Security weblog
Monday, May 13, 2002
Funny what all can be called security
More organizations are taking security seriously, post 9/11, by leveraging security consultants. This is leading to organizations locking down more ports, hindering intraorganizational collaboration. We expect stronger demand for Web collaboration services that support tighter security (i.e., products that use port 80, such as PlaceWare, Raindance, or WebEx). [METAbits]
From Sept 11 to external penetration testing to collaboration to port 80, you've got it all in just 3 sentences. Ingenious. 7:48:36 PM
Sun on Identity Management
... on Liberty Alliance:
Phase 1 now for Liberty, in terms of the scaling back, will see the public spec going out in the June/July time frame. What that will be is the ability to do very simple authentication with user name and password...The user won't re-authenticate...So the whole concept is that Webvan and Pets.com make a business relationship in which they say we are going to implement these specifications of Liberty on our side. And on Pets.com if we see you came from Webvan we will accept your authentication. So it's a complete uni-directional hand-off.
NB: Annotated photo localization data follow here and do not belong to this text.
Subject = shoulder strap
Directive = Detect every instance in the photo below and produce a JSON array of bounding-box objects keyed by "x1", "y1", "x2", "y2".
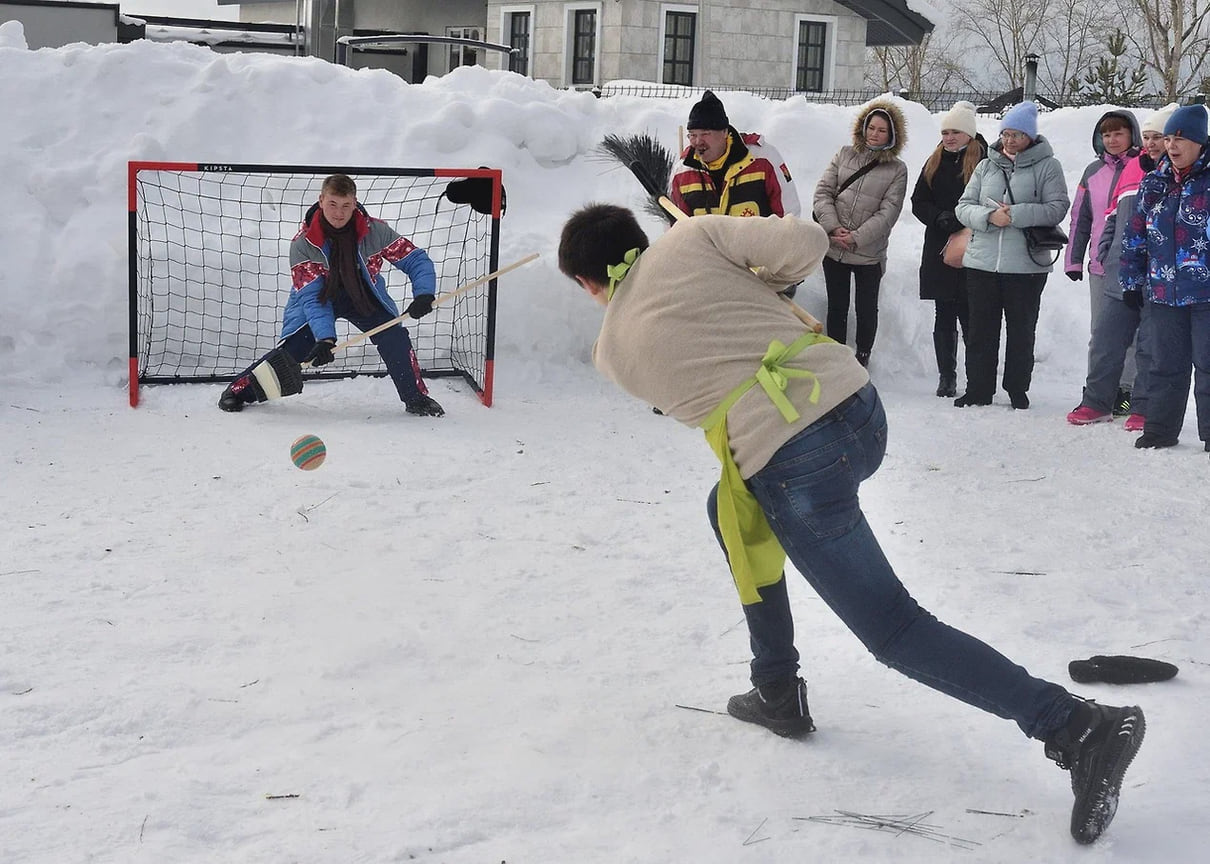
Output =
[{"x1": 837, "y1": 158, "x2": 880, "y2": 197}]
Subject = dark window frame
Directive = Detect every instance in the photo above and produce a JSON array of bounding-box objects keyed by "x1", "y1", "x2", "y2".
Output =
[
  {"x1": 571, "y1": 9, "x2": 596, "y2": 86},
  {"x1": 796, "y1": 20, "x2": 827, "y2": 93},
  {"x1": 508, "y1": 11, "x2": 530, "y2": 75},
  {"x1": 662, "y1": 10, "x2": 696, "y2": 87}
]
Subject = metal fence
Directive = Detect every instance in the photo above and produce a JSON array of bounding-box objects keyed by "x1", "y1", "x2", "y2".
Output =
[{"x1": 596, "y1": 83, "x2": 1194, "y2": 114}]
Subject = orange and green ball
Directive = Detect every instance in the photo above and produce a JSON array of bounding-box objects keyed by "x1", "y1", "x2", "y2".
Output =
[{"x1": 290, "y1": 434, "x2": 326, "y2": 470}]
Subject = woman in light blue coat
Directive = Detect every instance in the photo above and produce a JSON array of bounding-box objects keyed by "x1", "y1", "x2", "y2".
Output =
[{"x1": 954, "y1": 101, "x2": 1070, "y2": 408}]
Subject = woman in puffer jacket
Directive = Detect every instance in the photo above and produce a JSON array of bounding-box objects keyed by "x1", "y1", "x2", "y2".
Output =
[
  {"x1": 911, "y1": 100, "x2": 988, "y2": 397},
  {"x1": 813, "y1": 99, "x2": 908, "y2": 367},
  {"x1": 954, "y1": 101, "x2": 1069, "y2": 409}
]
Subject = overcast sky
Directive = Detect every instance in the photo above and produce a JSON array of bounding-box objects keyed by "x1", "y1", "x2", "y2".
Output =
[{"x1": 122, "y1": 1, "x2": 240, "y2": 21}]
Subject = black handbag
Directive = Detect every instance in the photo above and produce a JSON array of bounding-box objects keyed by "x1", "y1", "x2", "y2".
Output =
[{"x1": 1001, "y1": 170, "x2": 1068, "y2": 265}]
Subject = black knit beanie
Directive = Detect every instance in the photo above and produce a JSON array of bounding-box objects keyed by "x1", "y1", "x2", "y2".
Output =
[{"x1": 687, "y1": 90, "x2": 729, "y2": 131}]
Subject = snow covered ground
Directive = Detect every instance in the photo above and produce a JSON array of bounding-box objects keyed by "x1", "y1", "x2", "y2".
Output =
[{"x1": 1, "y1": 22, "x2": 1207, "y2": 862}]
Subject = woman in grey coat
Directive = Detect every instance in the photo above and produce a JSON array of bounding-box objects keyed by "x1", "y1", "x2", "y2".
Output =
[
  {"x1": 813, "y1": 99, "x2": 908, "y2": 366},
  {"x1": 954, "y1": 101, "x2": 1069, "y2": 408}
]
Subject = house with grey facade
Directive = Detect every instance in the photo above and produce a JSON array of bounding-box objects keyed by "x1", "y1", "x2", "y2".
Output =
[
  {"x1": 234, "y1": 0, "x2": 931, "y2": 90},
  {"x1": 0, "y1": 1, "x2": 932, "y2": 92},
  {"x1": 484, "y1": 1, "x2": 933, "y2": 91}
]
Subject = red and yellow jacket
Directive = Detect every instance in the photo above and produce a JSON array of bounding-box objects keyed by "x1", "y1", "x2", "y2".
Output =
[{"x1": 669, "y1": 130, "x2": 800, "y2": 219}]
At the end of the year we should see Phase 2 [which] is going to be a little bit more about being able to do attribute exchange or profile data exchange
...on digital identity uptake:
What we are seeing in terms of who's adopting it first, and who isn't, and where is it being adopted is solving the intra-enterprise Identity problems...The next place where we've had quite a few enterprises go down the Identity route with us is with [their] business partners...It's very much a B2B arena. We've seen minimal interest in the B2C space. We think that will continue, that focus will be primarily intra-enterprise, then more in the B2B space, and only eventually into the B2C space.